The widow cast up her hands and eyes towards the ceiling of the parlour where they were sitting.
“Goodness knows I’ve had precious little chance of doing that, Stephen Whitelaw,” she replied.
“I should reckon not; and my wife will have about as much.”
There was some cold comfort in this. Mrs. Tadman had once hoped that if her cousin ever exalted any woman to the proud position of mistress of Wyncomb, she herself would be that favoured individual; and it was a hard thing to see a young person, who had nothing but a certain amount of good looks to recommend her, raised to that post of honour in her stead. It was some consolation, therefore, to discover that the interloper was to reign with very limited powers, and that none of the privileges or indulgences usually granted to youthful brides by elderly bridegrooms were to be hers. It was something, too, for Mrs. Tadman to be allowed to remain beneath the familiar shelter of that gloomy old house, and this boon had been granted to her at Ellen’s express request.

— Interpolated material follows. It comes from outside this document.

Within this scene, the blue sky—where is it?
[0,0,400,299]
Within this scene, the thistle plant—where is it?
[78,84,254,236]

“I suppose she’s going to turn lazy as soon as she’s married, or she wouldn’t have wanted to keep you,” the farmer said in rather a sulky manner, after he had given Mrs. Tadman his gracious permission to remain in his service. “But if she is, we must find some way of curing her of that. I don’t want a fine lady about my place. There’s the dairy, now; we might do more in that way, I should think, and get more profit out of butter-making than we do by sending part of the milk up to London. Butter fetches a good price now-a-days from year’s end to year’s end, and Ellen is a rare hand at a dairy; I know that for certain.”
Thus did Mr. Whitelaw devote his pretty young wife to an endless prospect of butter-making. He had no intention that the alliance should be an unprofitable one, and he was already scheming how he might obtain some indirect kind of interest for that awful sum of two hundred pounds advanced to William Carley.
Sir David Forster had not come to make that threatened investigation of things at the Grange. Careless always in the management of his affairs, the receipt of a handsome sum of money from the bailiff had satisfied him, and he had suffered his suspicions to be lulled to rest for the time being, not caring to undertake the trouble of a journey to Hampshire, and an examination of dry business details.
It was very lucky for Mr. Carley that his employer was so easy and indolent a master; for there were many small matters at the Grange which would have hardly borne inspection, and it would have been difficult for Sir David to come there without making some discovery to his bailiff’s disadvantage. The evil day had been warded off, however, by means of Stephen Whitelaw’s money, and William Carley meant to act more cautiously, more honestly even, in future. He would keep clear of race-courses and gambling booths, he told himself, and of the kind of men who had beguiled him into dishonourable dealing.